On behalf of the entire Sofrito Media Group and the Capicu Culture Family, we want to congratulate Juan “PaPo” Santiago for being honored with the prestigious Lo Mejor De Nuestra Comunidad (Best Of Our Community) Award for community building and leadership in the Latino arts! Comite Noviembre -composed of ten of the oldest and most prestigious Puerto Rican organizations in the country- is issuing the awards and PaPo is one of 9 distinguished recipients, whose past winners include Young Lord Richie Perez, Dr. Antonia Pantoja- founder of ASPIRA, Professor Esperanza Martell, mainstream artists such as Rosie Perez, Jennifer Lopez, and of course our very own George ‘Urban Jibaro’ Torres. A rising star, this is PaPo’s third recognition since 2012, having also received a New York State Assembly Citation of Merit in 2012, and New York City Council Certificate of Recognition in 2013 also for leadership in the arts community.
After near a decade of successful and exciting years in the corporate music and nightlife industry, PaPo decided to focus his marketing and promotion skills towards empowering the community he came from. In his own words, “my gift has been to get the smart kids to sit at the cool kids table”. Tuned in to the pulse of current trends in youth culture, arts-for-change and social good projects in New York City, he stands at the forefront of some key movements taking place at the grassroots level of organizing in the South Bronx, Spanish Harlem, Lower East Side, Bushwick Brooklyn, and parts of New Jersey.
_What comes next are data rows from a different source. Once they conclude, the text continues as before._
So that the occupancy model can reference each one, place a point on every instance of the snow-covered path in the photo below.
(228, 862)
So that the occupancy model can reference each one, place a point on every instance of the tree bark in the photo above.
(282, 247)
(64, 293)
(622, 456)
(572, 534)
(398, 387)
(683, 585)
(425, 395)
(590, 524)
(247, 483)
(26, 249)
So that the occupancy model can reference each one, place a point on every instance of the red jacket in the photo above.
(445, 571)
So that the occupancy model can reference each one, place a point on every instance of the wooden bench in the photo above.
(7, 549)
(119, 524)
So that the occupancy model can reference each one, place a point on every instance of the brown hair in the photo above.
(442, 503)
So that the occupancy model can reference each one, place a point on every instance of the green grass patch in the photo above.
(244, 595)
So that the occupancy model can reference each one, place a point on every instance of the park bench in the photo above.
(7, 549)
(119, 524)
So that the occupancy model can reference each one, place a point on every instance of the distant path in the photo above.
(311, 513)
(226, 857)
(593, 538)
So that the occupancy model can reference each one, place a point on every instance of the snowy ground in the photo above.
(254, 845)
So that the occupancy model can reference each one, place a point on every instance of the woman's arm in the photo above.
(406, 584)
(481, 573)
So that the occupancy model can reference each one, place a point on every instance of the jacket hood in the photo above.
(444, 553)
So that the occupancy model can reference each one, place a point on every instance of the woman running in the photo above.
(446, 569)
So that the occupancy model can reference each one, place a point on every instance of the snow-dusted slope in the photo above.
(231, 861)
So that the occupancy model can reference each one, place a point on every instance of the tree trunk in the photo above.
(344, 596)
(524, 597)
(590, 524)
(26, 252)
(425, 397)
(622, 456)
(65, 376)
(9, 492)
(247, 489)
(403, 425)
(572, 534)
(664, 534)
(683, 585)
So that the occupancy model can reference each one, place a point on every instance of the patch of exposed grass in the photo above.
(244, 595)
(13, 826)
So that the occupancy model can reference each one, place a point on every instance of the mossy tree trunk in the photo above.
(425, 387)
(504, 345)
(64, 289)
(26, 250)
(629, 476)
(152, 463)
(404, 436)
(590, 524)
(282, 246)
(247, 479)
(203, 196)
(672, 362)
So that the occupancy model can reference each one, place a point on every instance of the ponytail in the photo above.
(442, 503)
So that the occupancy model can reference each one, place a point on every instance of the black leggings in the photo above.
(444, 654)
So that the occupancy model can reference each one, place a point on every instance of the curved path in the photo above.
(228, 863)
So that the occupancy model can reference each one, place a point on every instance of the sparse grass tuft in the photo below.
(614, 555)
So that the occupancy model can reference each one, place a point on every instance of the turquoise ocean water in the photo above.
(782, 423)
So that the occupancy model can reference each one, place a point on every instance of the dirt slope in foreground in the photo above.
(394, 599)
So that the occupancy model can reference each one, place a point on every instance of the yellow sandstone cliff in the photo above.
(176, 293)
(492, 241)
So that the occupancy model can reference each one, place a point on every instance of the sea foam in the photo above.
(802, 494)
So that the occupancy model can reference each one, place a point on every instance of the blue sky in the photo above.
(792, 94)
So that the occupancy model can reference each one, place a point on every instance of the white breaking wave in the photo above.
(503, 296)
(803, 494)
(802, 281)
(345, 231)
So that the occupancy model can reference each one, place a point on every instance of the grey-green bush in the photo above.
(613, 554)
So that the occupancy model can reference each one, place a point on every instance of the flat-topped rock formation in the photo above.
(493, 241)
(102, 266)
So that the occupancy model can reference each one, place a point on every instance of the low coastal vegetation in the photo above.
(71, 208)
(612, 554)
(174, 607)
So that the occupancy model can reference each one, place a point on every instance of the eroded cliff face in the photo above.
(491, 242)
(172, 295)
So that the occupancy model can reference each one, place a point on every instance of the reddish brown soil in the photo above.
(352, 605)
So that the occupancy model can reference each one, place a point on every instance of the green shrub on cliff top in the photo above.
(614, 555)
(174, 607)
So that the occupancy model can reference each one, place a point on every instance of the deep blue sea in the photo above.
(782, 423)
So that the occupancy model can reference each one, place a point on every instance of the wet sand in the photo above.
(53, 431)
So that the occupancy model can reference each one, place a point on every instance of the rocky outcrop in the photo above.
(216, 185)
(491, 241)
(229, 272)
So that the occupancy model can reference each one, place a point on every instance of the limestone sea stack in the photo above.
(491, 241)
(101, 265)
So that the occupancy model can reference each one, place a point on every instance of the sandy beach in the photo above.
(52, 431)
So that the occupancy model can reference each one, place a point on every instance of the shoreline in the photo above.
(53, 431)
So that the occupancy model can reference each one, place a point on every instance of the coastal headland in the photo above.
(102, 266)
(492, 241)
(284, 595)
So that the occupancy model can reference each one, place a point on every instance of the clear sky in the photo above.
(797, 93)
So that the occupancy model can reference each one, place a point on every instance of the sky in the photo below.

Aside from 7 years collaborating with Sofrito For Yor Soul in developing Capicu Poetry and Cultural Showcase, as a community builder he is a founding member of Sangre Viva Arts Alliance, an umbrella organization of artists, educators and writers from across the Afro-Latino diaspora who work to connect on many relevant community issues through annual organized panels at Hunter College and Fordham University.
He is also strengthening the bond between the founding and original members of the decades old Nuyorican Poetry movement and the upcoming members of the current Latino literary community, who often have lived separate lives in terms of literary events. Finally, having grown up in a predominantly African-American neighborhood in Brooklyn and now at a level of high visibility within the Latino arts and nightlife community, PaPo is actively engaging a solidarity movement between African American and Latino creatives, for which he has partnered with some influential activists from both groups. Other partnerships he is spearheading involve arts workshops at Boricua College and El Puentes CADRE (Community Artists’ Development & Resource Exchange). In the meantime, he has influenced many other event producers, artists and poets and keeps a varied roster of of mentors close to heart.
The big question has become: Why would a man that works tirelessly for the entire Afro-Latino diaspora receive an award that was designed exclusively for Puerto Ricans working within the Puerto Rican community?
“It was actually a surprise for me, I have always tried to cast a wider net. However Puerto Ricans in New York City have a vibrant history of activism that I am proud to be a part of and pull from in order to help people. The way I’m looking at it, at every level of connection to other communities, I bring my family and friends along, typically Puerto Ricans with ties to many other communities, who in turn help me promote a grander idea of acceptance and inclusion for ALL the poor and oppressed people in this country no matter where they originate from. Collaboration is the key. I grew up orphaned and poor, and was faced with Selective Mutism social disorder as a child (which just meant to me that I only spoke to my mom) and Bipolar disorder as a young adult which developed after my parents passing, I remember there being alot of worry about how I would relate to people. But I used the arts as forms of therapeutic expression and later, education. The arts saved me so I have always had an affinity for the creative, always seen its potential for empowerment. Good art draws people in, and once you have their attention, you can have the conversations that lead to actions. With many different partners across different disciplines I’ve helped our artistic communities bring educational tools and supplies to children in Haiti, children in the Dominican Republic, poor and homeless children of every background all over New York City. Why? Because poor is poor, and children are children, no matter what flags we wave at our parades. Of course, I am a proud Puerto Rican! But I am a proud member of the Human race first.” says PaPo.
Along with the other distinguished recipients, PaPo received his award on Tuesday October 29th at El Museo Del Barrio, 6 PM alongside: • Al Quinones, President, 52 People for Progress Inc. • Bill Pacheco, Founder, WEPAVILLE (dedicated to preserve the culture and history of Puerto Rico) • Dr. Carlos Conde, Opera Artist, Cultural Developer/Professor of Voice, Brooklyn Conservatory, Brooklyn College, CUNY, • Elizabeth Figueroa, Director Community Relations, NY Botanical Gardens • Elena Martinez, Folklorist, Citylore • Juan ‘PaPo Swiggity’ Santiago, Co-Founder, Capicu Poetry & Cultural Showcase • Roberto “Mucaro” Borrero, President, United Confederation of Taíno People • Manny Vega, artist and activist • Sery Colon, producer, director, actor, poet, activist
As PaPo Swiggity himself would say… ELEVACION!!!!